Steel companies would like to help those forecasts come true. Last week, Timken announced it was increasing prices for all of its steel products by $60 per ton. This week, International Steel Group announced it expects steel prices to increase by $75 sequentially in the third quarter. This is $25 higher than previous guidance. The company forecasted that the average price and shipments next year will be higher than the average price this year. The company expects contract renewals to be up 20-25%. There is hope that steel price is peaking. The company expects that contracts will be renewed below the current spot price. Last year, contract pricing was above spot price.

A few months ago, I cited a research report from UBS that said if steel prices remained where they were, the increase in steel would cost the industry between $3 and $4 billion. This exceeds the cumulative profits of the nine auto suppliers the firm covers. At the time, analysts expected steel prices to decline. Instead they have increased further.

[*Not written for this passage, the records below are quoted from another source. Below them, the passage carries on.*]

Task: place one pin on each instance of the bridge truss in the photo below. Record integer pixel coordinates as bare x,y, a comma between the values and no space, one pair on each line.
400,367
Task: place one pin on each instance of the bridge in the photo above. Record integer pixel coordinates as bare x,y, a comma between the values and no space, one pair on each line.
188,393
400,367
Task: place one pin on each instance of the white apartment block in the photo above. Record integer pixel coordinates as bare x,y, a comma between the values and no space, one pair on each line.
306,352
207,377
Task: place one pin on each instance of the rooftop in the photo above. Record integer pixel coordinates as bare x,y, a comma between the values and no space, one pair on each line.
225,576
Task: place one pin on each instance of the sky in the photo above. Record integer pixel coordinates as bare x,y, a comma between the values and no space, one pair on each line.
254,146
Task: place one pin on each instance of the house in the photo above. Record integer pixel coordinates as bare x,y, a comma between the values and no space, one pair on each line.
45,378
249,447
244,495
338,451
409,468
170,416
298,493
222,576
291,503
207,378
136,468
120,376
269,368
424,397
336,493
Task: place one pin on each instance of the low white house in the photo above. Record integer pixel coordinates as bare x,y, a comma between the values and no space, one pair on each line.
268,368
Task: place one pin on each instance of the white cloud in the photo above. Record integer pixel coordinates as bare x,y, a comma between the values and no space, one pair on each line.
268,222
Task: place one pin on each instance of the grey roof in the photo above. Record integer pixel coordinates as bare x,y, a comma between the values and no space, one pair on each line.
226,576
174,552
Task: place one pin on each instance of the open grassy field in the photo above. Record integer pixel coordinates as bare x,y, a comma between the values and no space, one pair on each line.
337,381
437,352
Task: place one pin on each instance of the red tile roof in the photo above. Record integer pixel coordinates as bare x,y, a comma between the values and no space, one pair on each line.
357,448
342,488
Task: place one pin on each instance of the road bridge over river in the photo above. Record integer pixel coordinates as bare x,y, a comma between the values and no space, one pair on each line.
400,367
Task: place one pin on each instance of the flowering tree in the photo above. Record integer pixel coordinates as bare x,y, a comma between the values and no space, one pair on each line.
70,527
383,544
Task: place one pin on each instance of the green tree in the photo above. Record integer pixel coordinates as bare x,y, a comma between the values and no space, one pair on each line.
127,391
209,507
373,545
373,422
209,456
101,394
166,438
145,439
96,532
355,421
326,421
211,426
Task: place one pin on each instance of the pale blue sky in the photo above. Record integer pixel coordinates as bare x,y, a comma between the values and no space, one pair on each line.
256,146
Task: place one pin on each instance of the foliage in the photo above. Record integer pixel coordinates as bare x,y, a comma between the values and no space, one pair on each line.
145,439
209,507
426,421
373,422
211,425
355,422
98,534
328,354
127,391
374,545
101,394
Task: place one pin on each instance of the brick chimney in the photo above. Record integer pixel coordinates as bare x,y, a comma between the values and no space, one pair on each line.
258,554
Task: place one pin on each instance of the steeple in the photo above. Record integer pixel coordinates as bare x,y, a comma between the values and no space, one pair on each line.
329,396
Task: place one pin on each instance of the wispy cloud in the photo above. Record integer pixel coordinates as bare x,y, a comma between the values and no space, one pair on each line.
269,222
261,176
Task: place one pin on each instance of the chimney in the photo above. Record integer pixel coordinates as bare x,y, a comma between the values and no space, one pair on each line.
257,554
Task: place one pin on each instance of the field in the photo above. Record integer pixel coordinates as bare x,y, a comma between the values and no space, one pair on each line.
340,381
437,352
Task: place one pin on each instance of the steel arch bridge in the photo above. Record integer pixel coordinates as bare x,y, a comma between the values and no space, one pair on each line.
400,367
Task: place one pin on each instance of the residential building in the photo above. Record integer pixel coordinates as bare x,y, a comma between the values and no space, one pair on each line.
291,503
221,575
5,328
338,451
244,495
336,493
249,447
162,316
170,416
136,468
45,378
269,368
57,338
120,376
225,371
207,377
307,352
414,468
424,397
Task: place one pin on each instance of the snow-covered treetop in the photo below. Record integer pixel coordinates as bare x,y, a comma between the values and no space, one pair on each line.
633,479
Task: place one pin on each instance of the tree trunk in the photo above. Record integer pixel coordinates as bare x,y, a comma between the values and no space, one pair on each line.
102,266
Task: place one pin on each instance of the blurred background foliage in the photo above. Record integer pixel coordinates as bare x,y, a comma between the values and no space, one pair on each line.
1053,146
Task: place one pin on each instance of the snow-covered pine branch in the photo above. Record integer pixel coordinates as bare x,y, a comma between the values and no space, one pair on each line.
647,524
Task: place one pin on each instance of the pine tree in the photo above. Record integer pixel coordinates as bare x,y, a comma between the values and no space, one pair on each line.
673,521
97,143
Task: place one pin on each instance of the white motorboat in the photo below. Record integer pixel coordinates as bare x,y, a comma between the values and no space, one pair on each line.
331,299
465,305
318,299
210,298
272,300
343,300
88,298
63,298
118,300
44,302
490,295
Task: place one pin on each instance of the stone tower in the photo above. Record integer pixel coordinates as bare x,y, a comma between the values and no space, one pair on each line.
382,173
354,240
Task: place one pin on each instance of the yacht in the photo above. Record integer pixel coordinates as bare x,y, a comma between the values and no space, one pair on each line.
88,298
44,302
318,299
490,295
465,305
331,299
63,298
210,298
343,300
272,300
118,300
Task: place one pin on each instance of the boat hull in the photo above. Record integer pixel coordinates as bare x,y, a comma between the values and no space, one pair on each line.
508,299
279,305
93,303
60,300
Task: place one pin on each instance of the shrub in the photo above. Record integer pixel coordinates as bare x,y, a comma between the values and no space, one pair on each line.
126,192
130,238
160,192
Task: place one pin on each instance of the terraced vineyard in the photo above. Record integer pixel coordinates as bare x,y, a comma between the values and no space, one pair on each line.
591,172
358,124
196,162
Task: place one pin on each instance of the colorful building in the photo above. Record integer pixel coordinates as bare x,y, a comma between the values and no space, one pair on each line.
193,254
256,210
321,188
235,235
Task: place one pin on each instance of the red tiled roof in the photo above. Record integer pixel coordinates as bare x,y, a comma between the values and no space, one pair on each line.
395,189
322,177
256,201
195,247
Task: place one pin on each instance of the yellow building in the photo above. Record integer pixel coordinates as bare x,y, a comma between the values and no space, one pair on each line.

While rising steel prices will wreck havoc on manufacturing earnings. Rising health care cost is affecting the entire economy. A report was published last week by the Kaiser Family Foundation in conjunction with the Health Research and Educational Trust and found that premiums increased 11.2% to $9,950 fro a family of four. Additionally, fewer companies are offering health care benefits. Only 63% of employers offered benefits compared to 68% in 2001. Most of the decrease has come from small employers Premiums for preferred provider organizations (PPO), the most popular type of plan, increased to $10,217 per family. A LA Times article quoted a GM spokesman saying that, "This system is broken. To a certain extent, we can try to control costs with various programs, but at the end of the day, we need the input and support of the government to make reforms here." The article said that GM will spend over $5 billion this year on health care, or roughly $1,400 per vehicle produced.

There are several indications that the recovery that started in x, has run its course. Year-over-year growth rates have started to stagnate. It is difficult to characterize the economy as weak since there is economic growth and it is beginning to level off at such an elevated level. This lower economic growth rate will eventually work its way into corporate earnings. We have detailed how earnings growth is expected to slow during the second-half of the year as well as next year. Currently, according to First Call analysts expect earnings to grow by 14.8% in the third quarter, 15.7% in the fourth quarter and only 7.5% in the first quarter of 2005. For the full year 2005, analysts expect growth to be 10.1%, far lower than the 19.1% increase this year. One of the more extreme forecasts for earnings growth, at least for a Wall Street strategist, comes from Ed Keon at Prudential Securities. Ed Keon, who took the place of the departing Ed Yardeni, wrote this week that he expects S&P 500 earnings to be $64 per share this year, but only $65 per share in 2005. Additionally, Keon does not think the low growth period will be confined to next year. Among the reasons he thinks earnings growth will close to non-existent, is the fact that corporate profits as a percent of GDP is at an all-time high of 7.7%. This is almost 200 basis points higher than the past 55-year average of 5.8%. Since he is a big fan of mean reversion, he forecasts that profit margin will revert toward the mean. In order for this to happen, profit growth has to be lower than GDP growth. While investors are expecting earnings growth to decelerate, it is highly doubtful that investors are expecting low single-digit or zero growth over the next few years.